- Born: Leontine Turpeau March 5, 1920 Washington, D.C.
- Died: June 28, 2012 (aged 92) Oakland, California
- Occupation: Bishop of the United Methodist Church
- Known for: First black woman to become a bishop in a major Christian denomination
- Spouses: Gloster Bryant Current; ; James David Kelly ​(m. 1956)​
- Parent: David Turpeau
- Relatives: Anita Turpeau Anderson (sister) T. J. Anderson (nephew)

= Leontine T. Kelly =

American bishop (1920–2012)

Leontine Turpeau Current Kelly (March 5, 1920 – June 28, 2012) was an American bishop of the United Methodist Church. She was the second woman elevated to the position of bishop within the United Methodist Church, and the first African American woman.

==Early life and personal life==
Leontine Turpeau was born in Georgetown, Washington, D.C., on March 5, 1920. She was the seventh of eight children born to David D. Turpeau Senior and Ila Marshall Turpeau. The Turpeau family then moved to Cincinnati when Leontine was a young girl. Her father was a Methodist minister who later served four terms in the Ohio House of Representatives. Her mother was an outspoken advocate for women and Blacks and a founder of the Urban League of Cincinnati, Ohio. Her brother, D. Rossman Turpeau was an educator in Cincinnati, Ohio.

From 1938 to 1941, Turpeau attended West Virginia State College. In 1941, she left school to marry Gloster B. Current, who was then serving as the executive director of the NCAAP's Detroit branch. He later became a Methodist pastor. The couple had three children together before getting divorced by the mid-1950s.

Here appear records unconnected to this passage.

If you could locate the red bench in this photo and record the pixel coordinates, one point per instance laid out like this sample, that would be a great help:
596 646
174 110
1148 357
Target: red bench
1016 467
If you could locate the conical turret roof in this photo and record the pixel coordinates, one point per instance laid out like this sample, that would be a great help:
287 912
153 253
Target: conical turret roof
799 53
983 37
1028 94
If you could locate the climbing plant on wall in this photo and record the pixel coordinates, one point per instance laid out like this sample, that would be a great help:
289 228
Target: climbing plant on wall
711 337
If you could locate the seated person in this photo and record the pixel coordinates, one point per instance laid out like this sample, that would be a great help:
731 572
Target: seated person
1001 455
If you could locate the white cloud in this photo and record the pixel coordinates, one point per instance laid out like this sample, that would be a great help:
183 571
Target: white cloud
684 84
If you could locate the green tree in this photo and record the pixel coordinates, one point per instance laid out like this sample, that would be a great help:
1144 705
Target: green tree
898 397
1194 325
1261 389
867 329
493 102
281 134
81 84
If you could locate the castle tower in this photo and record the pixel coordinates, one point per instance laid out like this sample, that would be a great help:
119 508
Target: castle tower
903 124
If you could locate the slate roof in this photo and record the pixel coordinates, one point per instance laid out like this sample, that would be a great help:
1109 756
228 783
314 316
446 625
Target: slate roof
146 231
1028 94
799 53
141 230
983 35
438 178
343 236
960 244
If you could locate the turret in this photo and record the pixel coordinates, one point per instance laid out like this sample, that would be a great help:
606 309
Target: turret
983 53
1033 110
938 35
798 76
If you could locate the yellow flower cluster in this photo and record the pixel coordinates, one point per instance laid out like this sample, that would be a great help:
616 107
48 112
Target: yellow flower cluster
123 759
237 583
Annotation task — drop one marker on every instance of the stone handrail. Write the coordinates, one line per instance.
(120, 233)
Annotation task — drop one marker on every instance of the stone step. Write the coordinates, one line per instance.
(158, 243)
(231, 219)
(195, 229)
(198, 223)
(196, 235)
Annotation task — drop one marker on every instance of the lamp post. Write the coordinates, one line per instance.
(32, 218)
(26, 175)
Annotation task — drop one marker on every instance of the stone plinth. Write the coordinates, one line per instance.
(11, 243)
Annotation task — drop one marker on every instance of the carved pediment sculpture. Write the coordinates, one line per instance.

In 1956, Turpeau married James David Kelly, a United Methodist minister.

==Education==
Kelly earned a B.A. degree from Virginia Union University (1960) and completed graduate work in economics, history and humanities at North Texas State University, the University of Cincinnati, and the College of William and Mary. She served as a public school teacher in Richmond and Northumberland County, Virginia, for eight years.

Kelly completed the Course of Study for Ordained Ministers in the Virginia Annual Conference of the U.M. Church by attending summer school at Wesley Theological Seminary (1970, 1971). She earned her M.Div. degree from Union Theological Seminary in Richmond, Virginia (1976).

==Ministry ==
Kelly became a Certified Lay Speaker in Virginia in the late-1960s. She then served the Galilee Church (1969–75). She was ordained a deacon by William R. Cannon in 1972 and an elder by W. Kenneth Goodson in 1977.

Kelly served on the staff of the Virginia Conference Council on Ministries (1975–77), directing social ministries. She then served as pastor of Asbury-Church Hill in Richmond, Virginia seven years before becoming Assistant General Secretary of the U.M. General Board of Discipleship with the portfolio of Evangelism.

Although a member of the Virginia Annual Conference in the Southeastern Jurisdiction, Kelly was elected to the episcopacy by the Western Jurisdictional Conference of the United Methodist Church in 1984. The election was held on July 19, during the annual General Conference of the United Methodist Church. She was only the second woman, and the first African American woman, to become a bishop in any major Christian denomination in the world. She was assigned to the San Francisco Episcopal Area, where she served until her retirement in 1988. Kelly also served on the U.M. General Board of Church and Society, as the President of the Western Jurisdictional College of Bishops, and on the executive committee of the Council of Bishops.

==Awards and honors==
In 2000, Kelly was inducted into the National Women's Hall of Fame. She was the 2002 recipient of the Thomas Merton Award.

Kelly held honorary doctorates from Garrett-Evangelical Theological Seminary (1984), DePauw University (1989), Christian Theological Seminary (1989), Virginia Union University (1989), Nebraska Wesleyan University (also 1989), Bennett College (1991), Willamette University (1990) and Dillard University (1992).

In 2021, a stained glass window depicting Kelly was added to the Cathedral of the Rockies in Boise, Idaho. It replaced a window that depicted Robert E. Lee, Abraham Lincoln, and George Washington.

==Death==
Kelly died on June 28, 2012, in Oakland, California.